Kargo uses Kubernetes Namespaces to mark project boundaries. Secrets representing credentials will typically exist in the same Namespace as the Stage resources that will require them. There are exceptions to this, which are covered in the next section.

The label key kargo.akuity.io/cred-type and its value, one of git, helm, or image, is important, as it designates the Secret as representing credentials for a Git repository, a Helm chart repository, or a container image repository, respectively.

The Secret's data field (set above using plaintext in the stringData field), MUST contain the following keys:

  • repoURL: The full URL of the repository the credentials are for.

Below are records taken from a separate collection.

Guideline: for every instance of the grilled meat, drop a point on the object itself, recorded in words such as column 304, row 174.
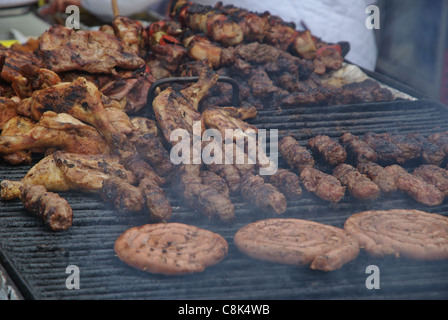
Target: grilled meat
column 440, row 139
column 358, row 184
column 325, row 186
column 288, row 183
column 415, row 186
column 210, row 178
column 263, row 195
column 48, row 206
column 358, row 148
column 124, row 196
column 32, row 78
column 434, row 175
column 156, row 201
column 431, row 153
column 149, row 145
column 60, row 131
column 130, row 31
column 179, row 110
column 386, row 150
column 8, row 110
column 64, row 49
column 410, row 147
column 297, row 156
column 329, row 150
column 79, row 98
column 18, row 126
column 365, row 91
column 11, row 61
column 62, row 171
column 379, row 175
column 188, row 184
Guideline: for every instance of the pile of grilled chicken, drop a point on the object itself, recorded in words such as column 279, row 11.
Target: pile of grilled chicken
column 72, row 98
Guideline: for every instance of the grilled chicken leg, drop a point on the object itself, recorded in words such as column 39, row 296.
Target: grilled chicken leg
column 61, row 131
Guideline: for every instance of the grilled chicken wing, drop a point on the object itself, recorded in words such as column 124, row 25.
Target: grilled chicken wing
column 79, row 98
column 16, row 127
column 33, row 78
column 61, row 172
column 65, row 49
column 179, row 110
column 8, row 110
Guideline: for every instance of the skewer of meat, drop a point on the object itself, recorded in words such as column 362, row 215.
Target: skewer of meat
column 410, row 147
column 415, row 186
column 231, row 26
column 358, row 148
column 379, row 175
column 297, row 156
column 325, row 186
column 358, row 184
column 431, row 153
column 263, row 195
column 329, row 150
column 434, row 175
column 386, row 150
column 54, row 210
column 288, row 183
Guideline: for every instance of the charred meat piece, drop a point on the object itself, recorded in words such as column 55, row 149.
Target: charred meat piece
column 201, row 48
column 263, row 195
column 431, row 153
column 288, row 183
column 415, row 186
column 54, row 210
column 358, row 184
column 379, row 175
column 229, row 173
column 60, row 131
column 386, row 150
column 358, row 148
column 440, row 139
column 14, row 127
column 222, row 118
column 325, row 186
column 266, row 57
column 61, row 172
column 13, row 60
column 329, row 150
column 208, row 20
column 179, row 110
column 150, row 146
column 365, row 91
column 124, row 196
column 156, row 201
column 8, row 110
column 130, row 31
column 32, row 78
column 64, row 49
column 80, row 98
column 187, row 184
column 210, row 178
column 434, row 175
column 133, row 162
column 297, row 156
column 412, row 234
column 261, row 85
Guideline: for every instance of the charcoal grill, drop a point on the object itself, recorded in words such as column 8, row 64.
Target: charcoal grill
column 36, row 259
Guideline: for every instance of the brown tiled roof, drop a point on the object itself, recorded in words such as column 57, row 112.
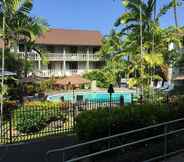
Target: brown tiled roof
column 73, row 80
column 70, row 37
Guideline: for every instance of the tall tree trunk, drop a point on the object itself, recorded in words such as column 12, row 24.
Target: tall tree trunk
column 26, row 57
column 175, row 12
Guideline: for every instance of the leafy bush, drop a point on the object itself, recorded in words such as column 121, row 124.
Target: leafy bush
column 30, row 120
column 30, row 89
column 47, row 105
column 8, row 106
column 121, row 120
column 99, row 77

  • username: The username to use when authenticating to the repository.

  • password: A password or personal access token.

    info

    If the value of the password key is a personal access token, the value of the username field may be inconsequential. You should consult your repository's documentation for more information.

Optionally, the following keys may also be included:

  • repoURLIsRegex: Set this to true if the value of the repoURL key is a regular expression. Any other value of this key or the absence of this key is interpreted as false.
note

When Kargo searches for repository credentials in a project Namespace, it first checks all appropriately labeled Secrets for a repoURL value matching the repository URL exactly. Only if no Secret is an exact match does it check all appropriately labeled Secrets for a repoURL value containing a regular expression matching the repository URL.

When searching for an exact match, and again when searching for a pattern match, appropriately labeled Secrets are considered in lexical order by name.

caution

Only username/password (or personal access token) authentication is supported at this time. Others are likely to be added in the future.

Global Credentials

In cases where one or more sets of credentials are needed widely across all Kargo projects, the administrator/operator installing Kargo may opt-in to designating one or more Namespaces as homes for "global" credentials using the controller.globalCredentials.namespaces setting in Kargo's Helm chart. Refer to the advanced section of the installation guide for more details.

note

Any matching credentials (exact match or pattern match) found in a project's own Namespace take precedence over those found in any global credentials Namespace.

When Kargo searches for repository credentials in global credentials Namespaces, it first checks all appropriately labeled Secrets for a repoURL value matching the repository URL exactly. Only if no Secret is an exact match does it check all appropriately labeled Secrets for a repoURL value containing a regular expression matching the repository URL.

When searching for an exact match, and again when searching for a pattern match, appropriately labeled Secrets are considered in lexical order by name.

When Kargo is configured with multiple global credentials Namespaces, they are searched in lexical order by name. Only after no exact match and no pattern match is found in one global credentials Namespace does Kargo search the next.

caution

It is important to understand the security implications of this feature. Any credentials stored in a global credentials Namespace will be available to all Kargo projects.